Question: how effective is the metaphorical field of “embassy” and “messengers” here?

Sonnet 46

Summary: the poet contrasts “Mine eye” (which apprehends the youth’s physical beauty) with “My heart”, which loves his essence.  True, this essence inhabits the body, but the eye would protest that the body is the essence. The answer, he says, is for the eye to relish his appearance and his heart to appreciate his love.

Note: the poem is constructed around an extended metaphor of the justice system: “right / plead / plea / title (= entitlement) / empanelled (= to come before a court) / quest (= jury) / tenants / verdict / moiety / right”.  There is also a less prominent field of military imagery here.

Question: how satisfying is the “verdict” delivered in the closing couplet?

Sonnet 47

Summary: in contrast with recent sonnets, the poet now describes his heart and his eye as mutually supportive: when he misses his young friend his eye is free to gaze on his picture and his heart to swell with love. So though he may at times be parted from the “fair youth”, he is “present still with me”, even in the poet’s dreams.

Note: the octave is underwritten by an extended metaphor of food and feasting (“famished / feast / banquet / guest”), describing a process in which, initially, “mine eye is famish’d” before “my eye doth feast” (lines 3 and 5).

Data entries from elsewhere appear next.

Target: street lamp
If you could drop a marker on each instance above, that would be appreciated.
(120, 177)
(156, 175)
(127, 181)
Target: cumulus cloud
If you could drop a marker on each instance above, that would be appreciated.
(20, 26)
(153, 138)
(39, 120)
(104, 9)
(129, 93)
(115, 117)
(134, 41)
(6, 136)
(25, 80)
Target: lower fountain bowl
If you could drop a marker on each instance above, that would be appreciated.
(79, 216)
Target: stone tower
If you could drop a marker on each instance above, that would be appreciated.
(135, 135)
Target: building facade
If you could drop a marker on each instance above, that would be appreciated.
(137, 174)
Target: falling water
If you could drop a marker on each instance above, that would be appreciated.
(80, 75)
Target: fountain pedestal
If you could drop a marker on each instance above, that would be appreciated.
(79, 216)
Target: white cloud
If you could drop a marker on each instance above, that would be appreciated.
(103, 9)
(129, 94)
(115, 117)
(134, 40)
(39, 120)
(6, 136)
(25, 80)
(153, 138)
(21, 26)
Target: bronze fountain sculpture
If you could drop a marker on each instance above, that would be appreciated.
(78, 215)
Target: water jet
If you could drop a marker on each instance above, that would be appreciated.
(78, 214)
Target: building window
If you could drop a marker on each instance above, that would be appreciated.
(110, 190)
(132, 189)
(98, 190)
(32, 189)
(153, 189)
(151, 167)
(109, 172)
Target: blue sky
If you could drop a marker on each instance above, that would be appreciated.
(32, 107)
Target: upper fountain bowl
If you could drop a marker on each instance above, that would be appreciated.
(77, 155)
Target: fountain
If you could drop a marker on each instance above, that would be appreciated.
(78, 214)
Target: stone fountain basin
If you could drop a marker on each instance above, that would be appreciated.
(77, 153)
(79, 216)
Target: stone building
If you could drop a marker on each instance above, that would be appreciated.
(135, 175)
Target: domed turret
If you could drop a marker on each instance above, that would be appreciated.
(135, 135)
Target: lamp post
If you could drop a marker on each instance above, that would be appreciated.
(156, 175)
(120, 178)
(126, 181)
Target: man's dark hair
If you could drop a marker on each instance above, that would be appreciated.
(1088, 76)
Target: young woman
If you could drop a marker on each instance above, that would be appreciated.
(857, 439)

The sestet, notably, is free of figurative language, reflecting the poet’s renewed sense of purpose and confidence.

Question: metaphor depends on similarity – how similar are the appetites being described here?

Sonnet 48

Summary: the poet remembers that when he was younger he was especially careful with the things he most valued.  Now he most values the “fair youth”, but though his love is “prey of every vulgar thief”, the poet has not locked him away except in his heart. No doubt he will be stolen as a result.

Note: a note of resignation enters the poet’s tone in this sonnet, acknowledging that what matters to him matters little to the “fair youth” (“to whom my jewels trifles are”), and accepting that eventually he will lose his “prize so dear”.

Question: is it valid to say that, on the basis of this sonnet, the poet sees the “fair youth” almost as he used to think of his property?

 

One Hundred Word Endnote:

Shakespeare seems to have composed his 154 sonnets largely for private entertainment, circulated and appreciated among friends.  Their existence was first revealed in a book by Francis Meres in 1598, and two were published in 1599, probably without their author’s permission. 

The entire collection appeared in 1609, but there the certainties end. The identity of the dedicatee (“Mr W.H.”) is disputed, and anyway he is not necessarily the subject of the poems; at least two lovers are addressed, and probably more than two; and it is highly unlikely the poems were written in the order in which they are printed.